Макс сел рядом со мной. Не знаю, почему, но он благоволил именно мне.

— Погибшие есть?

— Не знаю. Но разрушения сильные. И цунами.

— Цунами в Турции?

— Опасность цунами не в высоте волны, а в длине нагона, — как маленькому, объяснил я Максу. — Там, говорят, почти триста метров волной накрыло.

Макс замолчал, задумавшись о чем-то своем.

— Вы так остро сопереживаете туркам? — спросил я. Мне не хотелось думать о предательстве брата, поэтому я собирался нахамить Максу.

Макс посмотрел на меня и тихо сказал:

— Одиннадцать лет назад я жил в Армении. Спитак. Ты слышал о таком городе?

Я сглотнул.

— Я тогда один выжил, из всей семьи. А это были папа с мамой, бабушка, четыре брата и сестра, совсем маленькая. И я их всех вытаскивал из-под завала один, потому что кругом вой стоял до небес. Ты хочешь еще о чем-то спросить?
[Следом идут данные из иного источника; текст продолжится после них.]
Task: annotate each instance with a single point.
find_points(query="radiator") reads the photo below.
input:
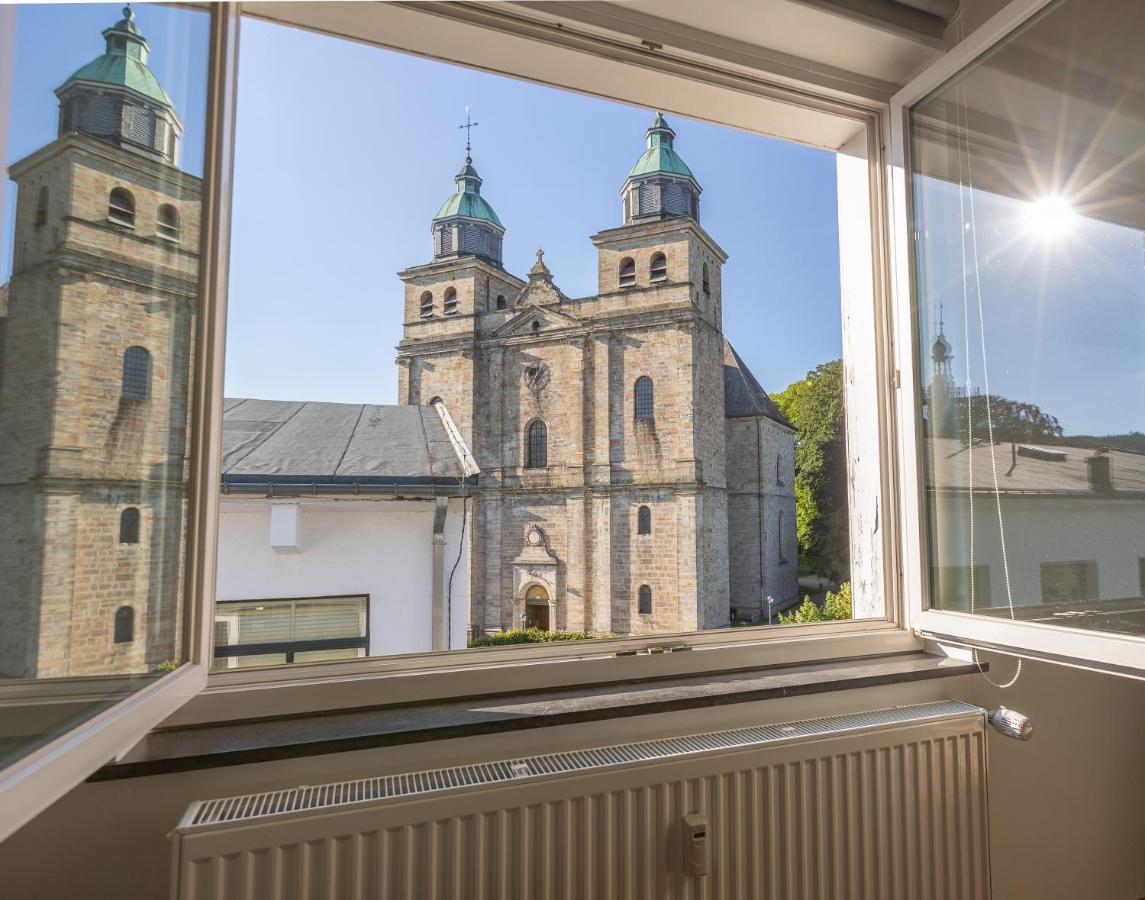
(883, 804)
Я молчал. Молчал и Юся. Глядя на заплаканное Юсино лицо, Макс охолонул, взял себя в руки.

— А почему вы так сочувствуете туркам?

Я рассказал все, от истории нашего рождения и до сегодняшних розысков. Макс умел слушать и ни разу не перебил. И только когда я закончил, он выругался. Наверное, по-армянски, потому что в русском языке я таких слов не слышал, да и на иврите и идише так никто не говорил.

— Может, не догадаются? — спросил он после недолгих раздумий.

Но они догадались.

Еще до полудня появился наш добрый эвакуатор — Рудольф Кассатикетс.

— Привет, — широко улыбнулся он. — Не забыли меня?

Забудешь тебя, как же. У Далилы тут же стало скучное лицо.

— Чем обязаны? — спросила она сквозь зубы.